Scale-Craft has a new lease on life. What is past is past. We only hope that our old friends will “forgive our sins” and our new friends will never have cause for complaints that cannot be adjusted.
We still have great faith in O and OO gauges and we intend to do everything in our power to further the popularity of these two gauges.
Our new policy of carrying on business will strictly be on the mail order basis – factory to consumer. We feel that we can serve the model railroad fraternity far better if we have direct contact with you as a customer rather than going through an intermediary. In the past this has been proven out a great many times. Mistakes, unfortunately, do happen. Whenever we have been able to get the gist of the trouble first-hand, we have always been able to straighten it out with the least amount of fuss to the satisfaction of everyone concerned.
Since the war, we realize that a great many Scale-Craft parts have gone out into the hands of our customers which are not as they should have been. If you have any such parts, please drop us a line and tell us about them. We are sure we can straighten out your trouble.

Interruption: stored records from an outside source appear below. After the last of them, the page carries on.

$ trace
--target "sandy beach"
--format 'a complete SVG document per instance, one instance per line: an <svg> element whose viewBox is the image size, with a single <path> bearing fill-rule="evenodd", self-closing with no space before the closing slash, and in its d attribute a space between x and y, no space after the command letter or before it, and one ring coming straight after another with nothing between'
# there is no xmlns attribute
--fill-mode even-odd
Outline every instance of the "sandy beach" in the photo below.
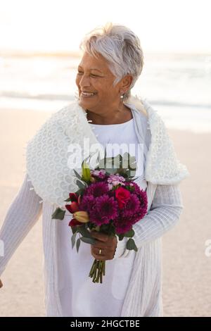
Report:
<svg viewBox="0 0 211 331"><path fill-rule="evenodd" d="M51 115L44 111L0 110L0 226L22 184L25 147ZM211 316L211 133L169 130L178 158L191 176L181 184L184 211L178 224L162 237L165 316ZM44 316L41 220L27 235L1 279L0 316Z"/></svg>

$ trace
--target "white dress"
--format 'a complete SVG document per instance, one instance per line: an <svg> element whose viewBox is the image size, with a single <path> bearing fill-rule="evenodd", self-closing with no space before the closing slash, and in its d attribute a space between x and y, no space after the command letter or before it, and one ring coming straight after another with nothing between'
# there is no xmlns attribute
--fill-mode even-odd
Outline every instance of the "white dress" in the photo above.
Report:
<svg viewBox="0 0 211 331"><path fill-rule="evenodd" d="M108 143L134 144L135 151L129 151L131 155L138 157L138 140L134 130L134 120L121 124L90 124L98 142L106 146L107 156L110 156ZM113 153L114 155L115 152ZM120 153L122 154L122 153ZM116 154L115 154L116 155ZM140 154L139 154L140 155ZM143 154L141 153L141 157ZM146 188L142 175L136 182L143 189ZM140 163L139 163L140 164ZM137 173L137 170L136 170ZM137 176L136 176L137 177ZM106 275L103 283L94 283L89 273L94 261L91 254L90 244L81 242L79 252L76 245L72 249L72 230L68 223L72 215L67 211L65 218L58 226L58 245L60 247L58 258L58 275L65 279L60 280L59 294L63 316L120 316L124 298L129 282L135 251L128 257L108 260L106 262Z"/></svg>

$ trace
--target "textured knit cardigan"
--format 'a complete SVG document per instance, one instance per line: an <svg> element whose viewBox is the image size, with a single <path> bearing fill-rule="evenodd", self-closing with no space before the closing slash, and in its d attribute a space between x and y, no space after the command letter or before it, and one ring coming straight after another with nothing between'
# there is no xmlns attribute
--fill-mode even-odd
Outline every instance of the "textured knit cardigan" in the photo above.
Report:
<svg viewBox="0 0 211 331"><path fill-rule="evenodd" d="M131 106L138 141L142 144L146 139L147 145L144 172L148 204L148 213L133 227L138 251L121 316L162 316L161 237L179 219L184 206L179 183L189 173L177 159L157 111L146 99L137 96L131 96L127 104ZM98 142L77 100L53 113L41 127L27 144L27 173L0 231L4 243L1 275L42 213L47 316L63 316L57 260L59 220L52 220L51 215L58 206L64 207L68 192L77 189L73 170L67 164L68 146L79 144L86 152L82 146L84 138L91 144ZM132 254L126 249L125 240L117 240L114 258L127 258Z"/></svg>

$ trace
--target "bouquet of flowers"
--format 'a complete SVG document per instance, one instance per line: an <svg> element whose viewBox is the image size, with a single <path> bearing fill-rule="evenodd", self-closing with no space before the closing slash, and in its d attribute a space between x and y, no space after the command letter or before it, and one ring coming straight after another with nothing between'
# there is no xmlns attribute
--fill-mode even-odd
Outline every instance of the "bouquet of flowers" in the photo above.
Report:
<svg viewBox="0 0 211 331"><path fill-rule="evenodd" d="M127 160L127 164L129 161L129 166L124 168L122 166ZM65 205L65 208L73 216L69 223L72 232L72 249L77 235L77 251L81 241L94 244L91 236L91 231L94 230L118 236L119 240L127 237L126 248L137 251L132 239L134 235L132 226L146 214L148 201L146 192L132 179L132 170L134 168L134 166L131 168L132 162L134 165L134 156L125 153L123 156L120 154L111 158L105 156L93 170L84 161L82 176L74 170L79 189L70 193L65 200L70 202ZM65 210L58 208L52 218L62 220L65 213ZM106 261L95 259L89 276L94 282L102 283L105 275Z"/></svg>

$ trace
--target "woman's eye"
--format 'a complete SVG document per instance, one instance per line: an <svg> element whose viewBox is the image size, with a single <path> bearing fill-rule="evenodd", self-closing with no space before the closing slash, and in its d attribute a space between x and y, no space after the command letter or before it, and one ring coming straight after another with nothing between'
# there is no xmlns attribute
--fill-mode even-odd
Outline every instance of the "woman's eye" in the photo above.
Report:
<svg viewBox="0 0 211 331"><path fill-rule="evenodd" d="M78 71L78 73L77 73L78 75L81 75L82 73L83 73L82 71ZM93 76L93 77L99 77L99 76L97 76L96 75L94 75L93 73L91 73L91 75Z"/></svg>

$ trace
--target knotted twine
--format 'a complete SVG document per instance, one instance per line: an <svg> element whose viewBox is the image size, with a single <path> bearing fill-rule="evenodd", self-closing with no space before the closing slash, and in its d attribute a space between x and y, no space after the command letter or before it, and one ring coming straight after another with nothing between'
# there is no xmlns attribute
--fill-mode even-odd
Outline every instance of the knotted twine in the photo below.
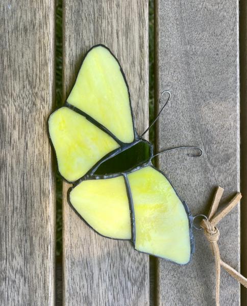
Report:
<svg viewBox="0 0 247 306"><path fill-rule="evenodd" d="M204 230L206 238L210 244L215 264L215 300L216 306L219 306L219 286L220 281L220 267L230 274L233 277L247 288L247 278L241 275L237 271L225 263L220 258L217 241L219 237L219 232L216 227L217 224L225 217L236 205L242 197L240 192L238 192L230 201L230 203L220 212L216 213L218 206L224 190L218 187L213 200L209 211L208 220L203 219L200 225Z"/></svg>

Moving on to OO products, there are several NEW items, not listed in any prior Scale-Craft catalog and jumping ahead on them too, I am not convinced that they were actually produced. But here they are listed in the catalog and also the price list. I think what we are looking at is the list of models Donnelley had hoped to add to the line right after the war but did not quite make it to production and maybe did not quite make it into production in 1950 either. All could easily be mocked up today from parts still, and I would guess that is all the catalog photos really are as well. But I put this out as a challenge to readers, look over your kit box collection, do you have any of these models?
The 50’ foot, single door boxcar is seen fairly commonly and was a model introduced in 1946. But as I note in the Scale-Craft 101 article the following models are listed in the Round Lake catalog:
- Three other variations of this car with stamped brass sides (50-foot double door and 40-foot single or double door) were cataloged but perhaps never made [speculation also is that the original box car dies were damaged]
- A 50-foot steel reefer that was probably never made, based on the 50-foot boxcar (link above)
- Die cast MU cars which were based on the die cast passenger cars (illustrated in the Round Lake catalog but perhaps never produced either)
- And an orphan item, a new four-wheel passenger truck (friction bearing) that I would speculate might have been intended for an express reefer model.
- OOF-626, 50’ 6” refrigerator car
- OOF-630, 40’ 6” box car
- OOF-628, 40’ 6” automobile car
- OOF-625, 50’ 6” automobile car
- OOP-653, MU passenger car
- OOP-654, MU baggage car
- OOP-655, MU combination car
We have added this car to our line because of the increasing popularity of the longer length car in actual railroad practice. Probably more newsprint rolls are transported in the 50’ 6” automobile cars than in any other type of car for two reasons. First that it is easier to get the rolls in and out of an automobile car because of the larger doorway, and secondly because of the fact that the cars can be loaded to get the lowest freight rate. There are only a very few railroads that do not have an extensive business in handling shipments of paper of one kind or the other.
We are offering for the first time multiple unit equipment for the model railroad fan who desires overhead power operation…. The kits for the multiple unit equipment consist of detailed die cast bodies, wood roof, working pantographs and assembled power truck and one trailer truck….The only example I have ever seen is found in a photo album (here) in the Yahoo American OO group. It is possible that someone attempted this as a kitbashing project, but it would seem to be an incomplete example of this extremely rare S-C model. There are 9 photos in the Yahoo album. The first photo here is the overall view and the second shows the power truck in the baggage area. Note that the trucks with the model have the four-wheel friction bearing passenger trucks, so it is possible as well that those trucks were intended to be used on the MU car models, although the catalog photo shows the old standard passenger truck with roller bearings.
Before closing, previously a letter from October, 1950 was highlighted from Elliott Donnelley. It is worth taking a look at, as it gives a glimpse of his present mindset with the company and also future plans which included a OO scale Hudson locomotive.
With that the series will move on when it returns to notes on other manufacturers active in American OO in 1950.